The fight for comrades in Tranche 1 is not over, as 7 of our members face redundancy appeal hearings in September. Our casework team will continue to support these cases and the branch will fund member’s legal representation. We will bring the status of these appeals to the centre of our priorities going forward. The branch has committed to fundraising significant money to support the legal appeals process for all 7 appellants, as a matter of urgency and as a priority for the branch. More than ever, now is the time to donate to our legal fund, to share details of the legal fund with contacts and to allocate resources to fundraising, and to strengthen our branch for the fights ahead.
In solidarity,
GUCU Exec
Message from Tranche 1 members:
Since receiving dismissal notices a small group of staff, a majority of them women trade union activists on fixed term and teaching and scholarship contracts have continued the resistance against SMT. We have been supported by the branch’s caseworkers who have worked tirelessly to mount a monumental legal and political campaign against these redundancies. We have also been joined by colleagues who have been made redundant in professional services. We engaged in this political struggle not only to fight our own legal cases, but to make sure that the legal challenge strengthens the branch’s campaign against the entirety of the so-called ‘recovery programme’ and ensure that they would not consider enacting this violence on staff again. We also did it not just for Goldsmiths but for all of the other local branches that are currently in the fight of their lives with their own managements.

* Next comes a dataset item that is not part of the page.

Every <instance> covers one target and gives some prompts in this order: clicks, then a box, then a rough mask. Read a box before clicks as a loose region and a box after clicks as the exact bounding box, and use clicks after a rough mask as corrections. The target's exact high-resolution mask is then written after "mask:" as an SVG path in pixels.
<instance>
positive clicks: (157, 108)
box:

We are currently in the midst of an enormous upswing in labour activism and around the country, millions of workers are organising in their branches, defying management, and arguing for the need for real militancy to resist attacks. We request that any unused donations from our legal fund, in the event that settlements are reached, be used to support the struggle at other branches. We stand in solidarity with all workers who choose to continue to fight. When your bosses tell you what is and is not negotiable, you can fight back. We can continue the fight for equality, justice and workers’ power against the bosses and we can win.